In September 2017, the school announced the creation of an artificial intelligence research lab called the MIT-IBM Watson AI Lab. IBM will spend $240 million over the next decade, and the lab will be staffed by MIT and IBM scientists. In October 2018 MIT announced that it would open a new Schwarzman College of Computing dedicated to the study of artificial intelligence, named after lead donor and The Blackstone Group CEO Stephen Schwarzman. The focus of the new college is to study not just AI, but interdisciplinary AI education, and how AI can be used in fields as diverse as history and biology. The cost of buildings and new faculty for the new college is expected to be $1 billion upon completion.

The Caltech/MIT Advanced aLIGO (US) was designed and constructed by a team of scientists from California Institute of Technology (US), Massachusetts Institute of Technology (US), and industrial contractors, and funded by the National Science Foundation (US) .

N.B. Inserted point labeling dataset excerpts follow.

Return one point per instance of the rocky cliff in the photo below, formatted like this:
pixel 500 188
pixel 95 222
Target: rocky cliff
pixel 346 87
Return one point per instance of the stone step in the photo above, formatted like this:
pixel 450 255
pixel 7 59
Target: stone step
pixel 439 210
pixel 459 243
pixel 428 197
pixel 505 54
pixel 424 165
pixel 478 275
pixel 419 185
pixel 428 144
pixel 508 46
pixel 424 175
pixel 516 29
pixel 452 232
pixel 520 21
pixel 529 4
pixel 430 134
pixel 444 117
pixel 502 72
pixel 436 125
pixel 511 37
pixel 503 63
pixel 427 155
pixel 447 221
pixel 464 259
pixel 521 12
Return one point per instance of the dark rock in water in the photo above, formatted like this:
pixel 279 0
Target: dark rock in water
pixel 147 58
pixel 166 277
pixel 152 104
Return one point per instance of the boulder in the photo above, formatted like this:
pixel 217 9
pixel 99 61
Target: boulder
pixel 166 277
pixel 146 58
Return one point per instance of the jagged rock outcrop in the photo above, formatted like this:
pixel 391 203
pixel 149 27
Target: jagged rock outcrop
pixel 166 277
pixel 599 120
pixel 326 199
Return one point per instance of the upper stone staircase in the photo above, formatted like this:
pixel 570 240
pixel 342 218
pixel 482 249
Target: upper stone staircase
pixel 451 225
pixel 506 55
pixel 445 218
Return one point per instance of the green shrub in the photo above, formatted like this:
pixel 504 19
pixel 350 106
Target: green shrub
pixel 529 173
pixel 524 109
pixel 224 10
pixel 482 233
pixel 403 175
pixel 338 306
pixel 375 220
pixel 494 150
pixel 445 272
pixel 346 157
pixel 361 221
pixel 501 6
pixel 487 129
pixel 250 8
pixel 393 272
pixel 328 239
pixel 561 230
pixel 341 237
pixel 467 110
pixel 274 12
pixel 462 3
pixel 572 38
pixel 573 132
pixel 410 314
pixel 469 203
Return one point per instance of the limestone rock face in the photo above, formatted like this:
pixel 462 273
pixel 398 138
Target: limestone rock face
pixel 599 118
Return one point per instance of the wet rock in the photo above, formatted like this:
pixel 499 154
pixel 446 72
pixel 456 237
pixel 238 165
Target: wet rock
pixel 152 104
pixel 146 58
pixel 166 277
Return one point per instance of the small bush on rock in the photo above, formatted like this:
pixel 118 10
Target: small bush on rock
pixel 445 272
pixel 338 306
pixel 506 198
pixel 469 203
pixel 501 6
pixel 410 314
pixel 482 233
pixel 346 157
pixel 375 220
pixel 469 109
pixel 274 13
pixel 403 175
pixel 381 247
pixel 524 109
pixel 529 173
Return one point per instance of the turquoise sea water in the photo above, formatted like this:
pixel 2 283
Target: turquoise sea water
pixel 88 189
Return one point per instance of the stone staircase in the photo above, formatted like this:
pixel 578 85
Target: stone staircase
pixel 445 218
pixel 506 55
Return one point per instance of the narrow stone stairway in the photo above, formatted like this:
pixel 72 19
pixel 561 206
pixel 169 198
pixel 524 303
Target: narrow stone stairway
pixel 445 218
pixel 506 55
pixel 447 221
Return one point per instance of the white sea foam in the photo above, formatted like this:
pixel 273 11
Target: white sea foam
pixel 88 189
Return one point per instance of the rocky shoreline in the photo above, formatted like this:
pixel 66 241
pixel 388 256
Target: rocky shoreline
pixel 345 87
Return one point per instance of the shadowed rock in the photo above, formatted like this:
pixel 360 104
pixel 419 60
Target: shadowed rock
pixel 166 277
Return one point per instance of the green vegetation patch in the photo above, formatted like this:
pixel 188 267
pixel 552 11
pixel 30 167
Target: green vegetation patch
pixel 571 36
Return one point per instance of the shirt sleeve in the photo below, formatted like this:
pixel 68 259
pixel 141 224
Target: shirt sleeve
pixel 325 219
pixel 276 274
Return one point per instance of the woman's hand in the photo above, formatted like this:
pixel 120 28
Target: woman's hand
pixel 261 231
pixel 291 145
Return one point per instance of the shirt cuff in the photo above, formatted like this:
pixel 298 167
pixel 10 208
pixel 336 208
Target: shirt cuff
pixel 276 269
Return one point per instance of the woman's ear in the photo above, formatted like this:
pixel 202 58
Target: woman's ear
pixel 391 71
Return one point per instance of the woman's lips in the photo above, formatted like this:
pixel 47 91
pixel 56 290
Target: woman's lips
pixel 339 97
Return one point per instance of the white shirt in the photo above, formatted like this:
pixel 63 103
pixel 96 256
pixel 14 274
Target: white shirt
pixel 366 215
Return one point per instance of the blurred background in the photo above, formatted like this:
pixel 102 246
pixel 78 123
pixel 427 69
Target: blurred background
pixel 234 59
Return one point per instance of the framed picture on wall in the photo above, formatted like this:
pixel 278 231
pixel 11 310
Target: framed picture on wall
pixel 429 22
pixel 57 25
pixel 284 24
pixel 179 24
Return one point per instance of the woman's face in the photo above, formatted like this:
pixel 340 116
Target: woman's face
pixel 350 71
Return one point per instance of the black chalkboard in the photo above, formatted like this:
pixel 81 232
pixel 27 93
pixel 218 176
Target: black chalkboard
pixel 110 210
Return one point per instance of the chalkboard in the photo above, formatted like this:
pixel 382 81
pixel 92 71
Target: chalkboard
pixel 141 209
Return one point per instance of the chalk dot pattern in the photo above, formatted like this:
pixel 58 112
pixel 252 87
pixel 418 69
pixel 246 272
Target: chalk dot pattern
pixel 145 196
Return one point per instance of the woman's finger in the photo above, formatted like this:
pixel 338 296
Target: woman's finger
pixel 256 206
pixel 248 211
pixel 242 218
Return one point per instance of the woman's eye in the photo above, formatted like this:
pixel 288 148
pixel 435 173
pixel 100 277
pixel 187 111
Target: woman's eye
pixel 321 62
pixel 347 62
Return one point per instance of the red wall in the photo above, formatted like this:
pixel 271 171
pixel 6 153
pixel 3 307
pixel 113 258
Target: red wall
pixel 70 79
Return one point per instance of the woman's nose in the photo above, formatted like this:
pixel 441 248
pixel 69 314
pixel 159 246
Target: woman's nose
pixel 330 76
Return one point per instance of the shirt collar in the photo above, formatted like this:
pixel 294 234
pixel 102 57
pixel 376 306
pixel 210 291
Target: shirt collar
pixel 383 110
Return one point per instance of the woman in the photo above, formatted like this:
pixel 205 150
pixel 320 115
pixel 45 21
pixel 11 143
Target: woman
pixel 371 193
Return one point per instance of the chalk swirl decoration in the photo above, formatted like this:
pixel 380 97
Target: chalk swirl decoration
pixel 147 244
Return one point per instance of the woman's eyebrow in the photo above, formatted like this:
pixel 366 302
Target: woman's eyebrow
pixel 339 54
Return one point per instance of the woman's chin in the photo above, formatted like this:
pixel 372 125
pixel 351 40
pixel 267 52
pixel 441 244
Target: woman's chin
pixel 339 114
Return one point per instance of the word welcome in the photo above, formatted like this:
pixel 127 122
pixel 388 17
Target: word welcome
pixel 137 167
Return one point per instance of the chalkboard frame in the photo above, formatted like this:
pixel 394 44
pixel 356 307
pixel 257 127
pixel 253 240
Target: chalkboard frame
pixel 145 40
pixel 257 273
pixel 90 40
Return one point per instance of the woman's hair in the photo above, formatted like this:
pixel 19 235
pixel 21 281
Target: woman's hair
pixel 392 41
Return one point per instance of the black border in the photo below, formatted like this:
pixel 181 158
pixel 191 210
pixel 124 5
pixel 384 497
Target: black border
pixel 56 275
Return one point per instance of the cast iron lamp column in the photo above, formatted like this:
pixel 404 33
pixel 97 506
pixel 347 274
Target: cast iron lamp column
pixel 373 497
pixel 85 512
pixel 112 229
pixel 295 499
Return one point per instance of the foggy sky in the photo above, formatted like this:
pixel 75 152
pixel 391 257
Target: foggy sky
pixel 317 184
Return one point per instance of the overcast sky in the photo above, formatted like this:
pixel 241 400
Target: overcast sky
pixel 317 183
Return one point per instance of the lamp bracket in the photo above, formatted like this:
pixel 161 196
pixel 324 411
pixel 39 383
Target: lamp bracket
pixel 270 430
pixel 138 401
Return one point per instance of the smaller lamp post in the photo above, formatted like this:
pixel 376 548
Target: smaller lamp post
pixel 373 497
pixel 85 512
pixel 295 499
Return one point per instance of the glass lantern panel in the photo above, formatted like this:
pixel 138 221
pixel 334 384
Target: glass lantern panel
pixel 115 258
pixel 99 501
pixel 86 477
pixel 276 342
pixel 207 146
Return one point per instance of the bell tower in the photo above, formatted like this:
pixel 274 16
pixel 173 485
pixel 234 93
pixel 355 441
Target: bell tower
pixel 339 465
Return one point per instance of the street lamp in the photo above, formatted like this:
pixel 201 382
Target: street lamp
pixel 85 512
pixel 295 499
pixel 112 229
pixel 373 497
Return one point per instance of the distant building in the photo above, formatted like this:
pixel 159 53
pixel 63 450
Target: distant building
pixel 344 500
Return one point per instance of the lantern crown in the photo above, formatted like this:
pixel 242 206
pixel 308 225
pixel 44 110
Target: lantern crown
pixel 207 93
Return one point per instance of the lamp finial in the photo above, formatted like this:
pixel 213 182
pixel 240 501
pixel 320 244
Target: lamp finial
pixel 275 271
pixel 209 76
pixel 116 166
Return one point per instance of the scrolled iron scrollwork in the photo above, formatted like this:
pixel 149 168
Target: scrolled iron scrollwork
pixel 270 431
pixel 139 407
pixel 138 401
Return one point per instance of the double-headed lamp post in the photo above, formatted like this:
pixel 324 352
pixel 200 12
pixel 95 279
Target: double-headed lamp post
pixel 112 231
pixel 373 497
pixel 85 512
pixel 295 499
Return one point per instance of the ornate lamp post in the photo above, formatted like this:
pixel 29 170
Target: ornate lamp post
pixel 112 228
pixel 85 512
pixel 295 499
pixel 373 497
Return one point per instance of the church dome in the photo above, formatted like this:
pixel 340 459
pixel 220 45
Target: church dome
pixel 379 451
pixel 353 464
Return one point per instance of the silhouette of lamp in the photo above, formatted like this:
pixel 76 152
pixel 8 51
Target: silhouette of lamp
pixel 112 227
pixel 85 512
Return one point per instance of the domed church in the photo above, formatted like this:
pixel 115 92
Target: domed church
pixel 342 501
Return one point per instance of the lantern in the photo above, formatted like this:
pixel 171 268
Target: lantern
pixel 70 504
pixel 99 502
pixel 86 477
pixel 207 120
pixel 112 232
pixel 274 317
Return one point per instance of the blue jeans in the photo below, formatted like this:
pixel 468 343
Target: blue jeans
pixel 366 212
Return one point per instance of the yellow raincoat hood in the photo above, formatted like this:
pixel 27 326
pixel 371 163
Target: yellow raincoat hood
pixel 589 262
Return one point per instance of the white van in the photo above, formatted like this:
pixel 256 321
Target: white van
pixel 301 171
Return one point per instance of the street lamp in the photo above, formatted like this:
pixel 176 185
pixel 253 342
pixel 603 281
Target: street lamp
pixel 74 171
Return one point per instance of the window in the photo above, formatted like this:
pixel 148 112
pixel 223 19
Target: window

Caltech /MIT Advanced aLigo

It was designed to open the field of gravitational-wave astronomy through the detection of gravitational waves predicted by general relativity. Gravitational waves were detected for the first time by the LIGO detector in 2015. For contributions to the LIGO detector and the observation of gravitational waves, two Caltech physicists, Kip Thorne and Barry Barish, and Massachusetts Institute of Technology (US) physicist Rainer Weiss won the Nobel Prize in physics in 2017. Weiss, who is also an Massachusetts Institute of Technology (US) graduate, designed the laser interferometric technique, which served as the essential blueprint for the LIGO.

The mission of Massachusetts Institute of Technology (US) is to advance knowledge and educate students in science, technology, and other areas of scholarship that will best serve the nation and the world in the twenty-first century. We seek to develop in each member of The Massachusetts Institute of Technology community the ability and passion to work wisely, creatively, and effectively for the betterment of humankind.